Sri Lanka: Different Codes for Different Folks

Posted on January 11, 2009  /  8 Comments


Telecommunications Regulatory Commission of Sri Lanka (TRCSL) today published a list of short codes to be used in case of emergencies and to access other e-gov services. They will work on any phone, mobile or fixed from any operator. Emergency calls are free. To access a service, normal call charges apply.

Public are advised to use these codes as per the specific nature of emergency. (note the word ‘Optimum’) For example, if you see the next door TV station is set fire by terrorists, call 118. It connects you to Ministry of Defence, Public Security, Law and Order. If the same attack is done by some other party, better call 119, and contact Police. If they take time to come you may also want to call 110 to notify Fire Unit of Colombo Municipal Council. If you see a UFO – try 116. For Operation Commander it is 114; Colombo Municipal Council 115.

Can’t remember all? Here are the options. Fixed phone: Paste advertisement anywhere near. Mobile: Enter all numbers to your address book or carry a laminated copy of the ad in your pocket.

Redundancy is good, particularly when effectiveness is questionable. If one number does not work, try another. On the other hand having a long list of numbers is confusing. Why not have a single number – like 911 in USA – for all emergencies? (something easy to remember, even for a kid) Why complicate the process?

The answer perhaps lies in a uniquely Sri Lankan phenomenon: Government agencies do not talk to each other – may be they are from different planets. So settle for the next best. Everyone is on one’s own. That works better – at least till the public do not mind carrying laminated copies of the list of numbers.

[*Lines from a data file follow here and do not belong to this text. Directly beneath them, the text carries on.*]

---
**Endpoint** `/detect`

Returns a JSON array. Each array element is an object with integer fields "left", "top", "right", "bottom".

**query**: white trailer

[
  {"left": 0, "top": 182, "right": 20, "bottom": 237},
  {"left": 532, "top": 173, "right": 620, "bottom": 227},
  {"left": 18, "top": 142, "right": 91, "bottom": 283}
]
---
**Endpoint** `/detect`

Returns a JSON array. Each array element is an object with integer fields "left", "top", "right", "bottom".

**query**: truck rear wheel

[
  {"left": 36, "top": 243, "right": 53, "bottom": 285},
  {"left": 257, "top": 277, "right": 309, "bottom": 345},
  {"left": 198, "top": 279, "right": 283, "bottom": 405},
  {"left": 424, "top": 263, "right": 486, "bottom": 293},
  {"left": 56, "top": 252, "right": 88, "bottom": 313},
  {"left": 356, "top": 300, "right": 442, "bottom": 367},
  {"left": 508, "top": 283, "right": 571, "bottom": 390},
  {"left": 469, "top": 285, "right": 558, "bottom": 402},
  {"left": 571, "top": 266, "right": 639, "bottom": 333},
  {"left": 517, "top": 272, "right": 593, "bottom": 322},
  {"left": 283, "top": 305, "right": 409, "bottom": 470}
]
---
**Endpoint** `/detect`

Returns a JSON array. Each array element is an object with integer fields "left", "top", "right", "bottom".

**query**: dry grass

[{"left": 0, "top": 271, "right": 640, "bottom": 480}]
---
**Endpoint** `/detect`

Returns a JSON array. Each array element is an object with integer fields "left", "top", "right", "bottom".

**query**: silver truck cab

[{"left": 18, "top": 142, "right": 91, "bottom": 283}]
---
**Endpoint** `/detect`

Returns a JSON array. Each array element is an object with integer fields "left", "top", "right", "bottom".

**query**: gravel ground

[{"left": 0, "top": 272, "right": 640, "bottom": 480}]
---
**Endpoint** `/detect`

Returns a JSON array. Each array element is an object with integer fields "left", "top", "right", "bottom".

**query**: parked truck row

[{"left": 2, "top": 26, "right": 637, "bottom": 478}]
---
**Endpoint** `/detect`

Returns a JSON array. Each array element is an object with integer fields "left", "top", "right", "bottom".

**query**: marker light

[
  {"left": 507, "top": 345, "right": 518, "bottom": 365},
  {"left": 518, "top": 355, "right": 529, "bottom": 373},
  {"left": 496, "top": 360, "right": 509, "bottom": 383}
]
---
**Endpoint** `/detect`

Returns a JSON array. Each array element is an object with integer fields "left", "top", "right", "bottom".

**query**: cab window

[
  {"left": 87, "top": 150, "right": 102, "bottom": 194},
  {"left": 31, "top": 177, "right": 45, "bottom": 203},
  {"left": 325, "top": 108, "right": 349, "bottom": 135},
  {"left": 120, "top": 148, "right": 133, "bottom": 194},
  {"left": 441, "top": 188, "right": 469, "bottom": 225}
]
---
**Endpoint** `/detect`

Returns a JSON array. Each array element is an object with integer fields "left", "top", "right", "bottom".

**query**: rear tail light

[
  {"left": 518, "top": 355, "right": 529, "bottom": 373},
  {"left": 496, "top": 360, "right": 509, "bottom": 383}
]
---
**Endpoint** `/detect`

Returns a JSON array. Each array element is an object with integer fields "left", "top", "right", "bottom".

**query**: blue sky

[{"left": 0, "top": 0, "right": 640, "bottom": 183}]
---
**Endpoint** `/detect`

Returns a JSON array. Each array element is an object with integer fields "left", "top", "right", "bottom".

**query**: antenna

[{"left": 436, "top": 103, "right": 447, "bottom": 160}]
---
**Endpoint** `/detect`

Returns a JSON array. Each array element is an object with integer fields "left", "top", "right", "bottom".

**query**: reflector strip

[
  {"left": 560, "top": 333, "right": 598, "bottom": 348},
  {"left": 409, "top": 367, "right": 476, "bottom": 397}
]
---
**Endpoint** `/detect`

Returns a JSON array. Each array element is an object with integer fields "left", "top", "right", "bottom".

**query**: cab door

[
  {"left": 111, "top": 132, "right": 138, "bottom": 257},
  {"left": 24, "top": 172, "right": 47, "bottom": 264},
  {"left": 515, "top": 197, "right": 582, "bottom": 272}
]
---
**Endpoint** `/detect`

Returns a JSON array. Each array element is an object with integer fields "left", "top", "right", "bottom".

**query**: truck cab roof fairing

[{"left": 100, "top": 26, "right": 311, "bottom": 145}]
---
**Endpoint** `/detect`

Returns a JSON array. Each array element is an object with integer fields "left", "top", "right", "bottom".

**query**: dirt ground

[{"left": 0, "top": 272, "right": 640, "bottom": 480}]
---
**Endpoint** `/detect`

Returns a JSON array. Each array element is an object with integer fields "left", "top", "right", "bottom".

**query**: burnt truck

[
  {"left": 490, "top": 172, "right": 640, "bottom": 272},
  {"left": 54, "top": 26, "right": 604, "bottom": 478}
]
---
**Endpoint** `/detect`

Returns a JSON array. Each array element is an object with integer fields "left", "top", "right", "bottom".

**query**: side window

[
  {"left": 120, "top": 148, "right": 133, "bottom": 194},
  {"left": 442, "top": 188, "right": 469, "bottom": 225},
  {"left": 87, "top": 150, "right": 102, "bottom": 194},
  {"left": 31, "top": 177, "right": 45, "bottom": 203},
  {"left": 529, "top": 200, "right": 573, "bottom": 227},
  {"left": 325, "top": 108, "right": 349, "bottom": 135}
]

Just one more question: Why charge for using ‘Child Help Line’? Aren’t the ‘marginalised children in need of care and protection’ (TRCSL wording) a group that deserves a toll free call?


  1. This is a good one. Always TRC is not practical
    Why not have a single number. 119 is OK

  2. of couse. one number is enough

  3. Worldwide, there are two numbers that are used for emergencies. 911 which originated in North America and 112 which originated in in Europe. It would be interesting to find out why Sri Lanka has not followed these international standards.

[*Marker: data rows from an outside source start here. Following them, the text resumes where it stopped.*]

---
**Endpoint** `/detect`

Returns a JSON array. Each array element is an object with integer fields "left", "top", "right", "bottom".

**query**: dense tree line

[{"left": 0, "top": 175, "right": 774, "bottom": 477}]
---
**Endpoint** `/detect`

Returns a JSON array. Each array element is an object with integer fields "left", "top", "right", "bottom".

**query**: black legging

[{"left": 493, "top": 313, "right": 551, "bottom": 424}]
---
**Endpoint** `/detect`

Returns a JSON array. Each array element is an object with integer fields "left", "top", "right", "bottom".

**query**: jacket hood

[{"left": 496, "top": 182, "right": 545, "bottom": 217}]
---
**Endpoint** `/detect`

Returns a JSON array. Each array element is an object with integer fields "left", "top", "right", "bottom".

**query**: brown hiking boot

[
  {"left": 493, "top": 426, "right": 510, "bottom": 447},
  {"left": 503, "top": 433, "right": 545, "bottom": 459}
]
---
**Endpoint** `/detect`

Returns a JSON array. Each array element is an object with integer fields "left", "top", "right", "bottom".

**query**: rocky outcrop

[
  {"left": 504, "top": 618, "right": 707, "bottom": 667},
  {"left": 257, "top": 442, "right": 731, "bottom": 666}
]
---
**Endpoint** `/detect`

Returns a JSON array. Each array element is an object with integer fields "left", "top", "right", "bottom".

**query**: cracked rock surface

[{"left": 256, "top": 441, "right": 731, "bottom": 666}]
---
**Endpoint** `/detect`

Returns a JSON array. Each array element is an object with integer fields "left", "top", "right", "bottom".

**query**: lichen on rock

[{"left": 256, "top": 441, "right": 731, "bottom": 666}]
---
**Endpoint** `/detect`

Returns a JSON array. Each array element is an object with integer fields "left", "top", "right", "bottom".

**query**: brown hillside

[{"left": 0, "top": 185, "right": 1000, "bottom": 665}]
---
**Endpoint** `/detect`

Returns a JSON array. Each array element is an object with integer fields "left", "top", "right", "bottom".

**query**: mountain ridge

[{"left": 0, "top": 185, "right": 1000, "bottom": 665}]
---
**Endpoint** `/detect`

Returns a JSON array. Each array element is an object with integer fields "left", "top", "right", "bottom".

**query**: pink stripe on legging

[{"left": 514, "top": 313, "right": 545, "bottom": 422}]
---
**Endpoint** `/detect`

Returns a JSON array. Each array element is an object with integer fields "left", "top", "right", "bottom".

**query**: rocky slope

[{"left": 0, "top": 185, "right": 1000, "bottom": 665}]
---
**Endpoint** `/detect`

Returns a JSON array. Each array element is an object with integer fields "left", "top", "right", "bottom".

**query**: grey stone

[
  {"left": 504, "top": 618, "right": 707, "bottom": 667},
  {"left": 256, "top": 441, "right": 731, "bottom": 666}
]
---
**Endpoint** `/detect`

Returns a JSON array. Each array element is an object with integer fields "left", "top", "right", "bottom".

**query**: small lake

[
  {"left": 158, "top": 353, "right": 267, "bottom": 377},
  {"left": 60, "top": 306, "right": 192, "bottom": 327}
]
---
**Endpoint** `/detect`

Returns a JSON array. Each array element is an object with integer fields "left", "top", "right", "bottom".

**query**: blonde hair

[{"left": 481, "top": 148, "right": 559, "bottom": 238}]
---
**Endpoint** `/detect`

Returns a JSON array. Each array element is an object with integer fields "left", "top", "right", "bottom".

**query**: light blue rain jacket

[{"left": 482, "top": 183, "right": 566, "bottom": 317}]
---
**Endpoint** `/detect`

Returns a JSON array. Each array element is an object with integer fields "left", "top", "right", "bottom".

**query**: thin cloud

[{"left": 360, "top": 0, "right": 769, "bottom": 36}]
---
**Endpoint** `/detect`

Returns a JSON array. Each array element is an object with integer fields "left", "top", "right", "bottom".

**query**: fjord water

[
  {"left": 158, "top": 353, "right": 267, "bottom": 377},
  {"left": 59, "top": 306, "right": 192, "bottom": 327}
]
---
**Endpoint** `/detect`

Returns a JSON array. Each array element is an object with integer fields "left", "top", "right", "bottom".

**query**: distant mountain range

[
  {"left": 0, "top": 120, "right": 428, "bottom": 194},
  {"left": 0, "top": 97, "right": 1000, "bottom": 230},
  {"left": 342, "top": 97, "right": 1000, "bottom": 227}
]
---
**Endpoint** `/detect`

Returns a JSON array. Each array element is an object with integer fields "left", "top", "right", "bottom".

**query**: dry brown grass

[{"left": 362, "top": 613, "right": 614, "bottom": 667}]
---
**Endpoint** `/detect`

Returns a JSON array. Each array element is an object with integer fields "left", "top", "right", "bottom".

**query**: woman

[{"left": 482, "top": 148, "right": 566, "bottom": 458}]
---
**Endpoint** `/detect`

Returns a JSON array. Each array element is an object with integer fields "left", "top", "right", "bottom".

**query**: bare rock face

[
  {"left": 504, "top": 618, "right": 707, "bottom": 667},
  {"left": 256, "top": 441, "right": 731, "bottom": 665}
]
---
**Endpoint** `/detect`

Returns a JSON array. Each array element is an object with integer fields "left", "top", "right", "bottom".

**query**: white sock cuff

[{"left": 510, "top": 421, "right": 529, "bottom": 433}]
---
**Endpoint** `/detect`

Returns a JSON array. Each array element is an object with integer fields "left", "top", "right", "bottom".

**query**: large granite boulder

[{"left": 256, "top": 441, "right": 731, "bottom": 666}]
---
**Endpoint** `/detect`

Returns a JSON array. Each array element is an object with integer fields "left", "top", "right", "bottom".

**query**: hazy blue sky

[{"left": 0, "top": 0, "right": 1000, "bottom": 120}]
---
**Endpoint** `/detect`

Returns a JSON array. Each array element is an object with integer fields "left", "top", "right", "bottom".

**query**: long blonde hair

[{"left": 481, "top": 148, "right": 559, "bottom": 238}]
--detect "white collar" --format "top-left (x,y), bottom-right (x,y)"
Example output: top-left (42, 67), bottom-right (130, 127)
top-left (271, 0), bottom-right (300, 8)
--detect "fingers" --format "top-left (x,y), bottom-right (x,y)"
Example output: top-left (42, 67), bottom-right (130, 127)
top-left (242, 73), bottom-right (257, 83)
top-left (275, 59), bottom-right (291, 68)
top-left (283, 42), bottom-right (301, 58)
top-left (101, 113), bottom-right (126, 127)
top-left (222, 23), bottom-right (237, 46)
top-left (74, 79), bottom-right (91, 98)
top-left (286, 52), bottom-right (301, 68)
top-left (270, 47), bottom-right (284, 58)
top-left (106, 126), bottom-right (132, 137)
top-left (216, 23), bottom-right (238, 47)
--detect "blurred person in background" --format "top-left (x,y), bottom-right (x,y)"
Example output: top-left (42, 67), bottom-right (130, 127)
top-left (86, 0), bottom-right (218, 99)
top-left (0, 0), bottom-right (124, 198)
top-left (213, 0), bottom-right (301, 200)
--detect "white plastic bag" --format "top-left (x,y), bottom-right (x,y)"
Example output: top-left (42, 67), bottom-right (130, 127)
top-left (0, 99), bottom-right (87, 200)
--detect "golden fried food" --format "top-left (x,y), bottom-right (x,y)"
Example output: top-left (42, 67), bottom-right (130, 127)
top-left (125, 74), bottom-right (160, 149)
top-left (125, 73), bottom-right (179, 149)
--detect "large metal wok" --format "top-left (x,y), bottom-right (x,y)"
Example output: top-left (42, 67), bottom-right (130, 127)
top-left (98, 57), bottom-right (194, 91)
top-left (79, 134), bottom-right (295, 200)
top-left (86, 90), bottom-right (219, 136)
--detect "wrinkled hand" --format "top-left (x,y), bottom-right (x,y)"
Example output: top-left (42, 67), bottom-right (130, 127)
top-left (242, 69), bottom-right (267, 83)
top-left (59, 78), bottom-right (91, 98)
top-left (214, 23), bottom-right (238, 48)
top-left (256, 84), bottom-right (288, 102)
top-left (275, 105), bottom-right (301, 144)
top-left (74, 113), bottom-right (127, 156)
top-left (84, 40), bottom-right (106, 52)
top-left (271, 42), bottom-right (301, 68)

    Also, I wonder whether there is any precedent for a regulatory agency appropriating for itself a highly valuable short code?

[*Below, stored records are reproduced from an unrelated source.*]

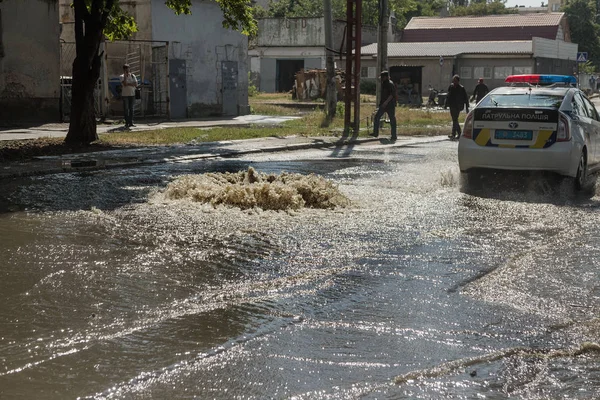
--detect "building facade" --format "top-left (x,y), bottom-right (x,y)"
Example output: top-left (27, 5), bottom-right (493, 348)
top-left (361, 13), bottom-right (578, 104)
top-left (60, 0), bottom-right (250, 119)
top-left (0, 0), bottom-right (60, 122)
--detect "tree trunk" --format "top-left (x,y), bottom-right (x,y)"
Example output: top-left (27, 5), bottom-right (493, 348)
top-left (65, 56), bottom-right (100, 145)
top-left (65, 0), bottom-right (114, 145)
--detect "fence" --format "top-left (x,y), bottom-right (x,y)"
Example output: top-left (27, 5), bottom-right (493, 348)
top-left (61, 40), bottom-right (169, 120)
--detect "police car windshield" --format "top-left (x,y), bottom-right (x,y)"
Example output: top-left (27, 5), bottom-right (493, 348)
top-left (477, 93), bottom-right (564, 109)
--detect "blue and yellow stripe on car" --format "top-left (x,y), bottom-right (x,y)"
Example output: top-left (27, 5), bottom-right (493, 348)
top-left (473, 128), bottom-right (556, 149)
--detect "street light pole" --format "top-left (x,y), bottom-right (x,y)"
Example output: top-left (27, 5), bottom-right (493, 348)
top-left (324, 0), bottom-right (337, 123)
top-left (376, 0), bottom-right (390, 104)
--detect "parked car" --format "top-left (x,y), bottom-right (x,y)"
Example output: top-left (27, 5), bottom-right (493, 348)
top-left (458, 75), bottom-right (600, 190)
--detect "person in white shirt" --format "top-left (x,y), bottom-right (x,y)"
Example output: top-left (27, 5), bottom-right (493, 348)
top-left (121, 64), bottom-right (137, 128)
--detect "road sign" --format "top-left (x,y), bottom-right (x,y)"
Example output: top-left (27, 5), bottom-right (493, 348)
top-left (577, 51), bottom-right (587, 62)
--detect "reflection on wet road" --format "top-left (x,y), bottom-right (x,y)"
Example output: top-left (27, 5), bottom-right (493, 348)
top-left (0, 141), bottom-right (600, 399)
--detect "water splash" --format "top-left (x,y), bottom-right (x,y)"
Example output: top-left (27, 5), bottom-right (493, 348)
top-left (394, 342), bottom-right (600, 385)
top-left (165, 167), bottom-right (350, 210)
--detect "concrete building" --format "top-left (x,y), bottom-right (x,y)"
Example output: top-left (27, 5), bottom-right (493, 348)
top-left (0, 0), bottom-right (60, 122)
top-left (248, 18), bottom-right (380, 92)
top-left (361, 13), bottom-right (577, 104)
top-left (60, 0), bottom-right (250, 119)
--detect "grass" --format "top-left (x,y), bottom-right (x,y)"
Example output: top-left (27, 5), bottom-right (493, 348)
top-left (0, 93), bottom-right (465, 162)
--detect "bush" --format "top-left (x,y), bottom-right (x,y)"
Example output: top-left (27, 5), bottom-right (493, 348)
top-left (360, 80), bottom-right (377, 94)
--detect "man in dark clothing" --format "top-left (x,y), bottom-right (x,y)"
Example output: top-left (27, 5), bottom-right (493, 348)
top-left (371, 71), bottom-right (398, 141)
top-left (444, 75), bottom-right (469, 139)
top-left (471, 78), bottom-right (490, 103)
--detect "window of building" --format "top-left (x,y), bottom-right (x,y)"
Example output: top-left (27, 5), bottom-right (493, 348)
top-left (360, 67), bottom-right (376, 79)
top-left (460, 67), bottom-right (473, 79)
top-left (513, 67), bottom-right (533, 75)
top-left (473, 67), bottom-right (492, 79)
top-left (0, 10), bottom-right (4, 58)
top-left (494, 67), bottom-right (512, 79)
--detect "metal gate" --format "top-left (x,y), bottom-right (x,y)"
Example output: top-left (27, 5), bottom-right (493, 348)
top-left (105, 40), bottom-right (169, 119)
top-left (221, 61), bottom-right (238, 115)
top-left (60, 40), bottom-right (170, 121)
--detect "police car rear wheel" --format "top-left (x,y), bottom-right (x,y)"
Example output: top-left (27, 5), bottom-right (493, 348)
top-left (575, 151), bottom-right (587, 190)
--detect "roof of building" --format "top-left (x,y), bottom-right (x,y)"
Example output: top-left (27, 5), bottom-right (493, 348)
top-left (361, 40), bottom-right (533, 58)
top-left (402, 13), bottom-right (565, 42)
top-left (404, 13), bottom-right (565, 30)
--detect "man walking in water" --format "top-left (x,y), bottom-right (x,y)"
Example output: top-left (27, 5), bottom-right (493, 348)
top-left (444, 75), bottom-right (469, 139)
top-left (371, 71), bottom-right (398, 142)
top-left (121, 64), bottom-right (137, 128)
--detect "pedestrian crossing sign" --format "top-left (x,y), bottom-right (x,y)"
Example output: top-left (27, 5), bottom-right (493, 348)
top-left (577, 51), bottom-right (587, 62)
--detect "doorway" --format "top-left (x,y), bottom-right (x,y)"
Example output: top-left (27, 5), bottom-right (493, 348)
top-left (275, 60), bottom-right (304, 92)
top-left (390, 66), bottom-right (423, 106)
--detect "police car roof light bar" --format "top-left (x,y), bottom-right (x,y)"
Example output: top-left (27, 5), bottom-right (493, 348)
top-left (505, 74), bottom-right (577, 85)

  4. I got this link from Malinda. It shows Tigo short codes. Don’t expect anybody to remember.

    One difference is Tigo charges for 119 – the hot line to Police. (Can be a Typo.)

    Toll free charges are important not because of the amount – which is anyway not much now. It is important because many pre-paid users (particularly at BOP) frequently undergo no-credit periods. (till they find money for next reload) Toll free calling makes the phone useful even in this period.

  5. we can call to 911 via Sri lanka networks.

  6. The number to dial in an emergency when in Australia is ‘000’ (911 also work though). The nature os most emergencies however is that the people who get caught up in them go through very high levels of stress which translates into physiological and psychological changes that seriously limits the persons ability to think logically. [1]
    A matter like this should not be left in the hands of an incompetent and ill-informed bureaucracy. Deciding on one number to dial during any emergency is not just a matter of convenience – it is the only way it can and should be done and the only way it will actually work.

  7. Chanuka, I think every network charges for 119 . Only 118 is free .

  8. Thank you, Flyer. This is getting interesting.

    I have heard 118 is assigned as ‘Help Desk’ by AirTel. (Defence Ministry hotline for the rest) Dunno they mean help desk for security or technical probs. Will appreciate if someone clarifies.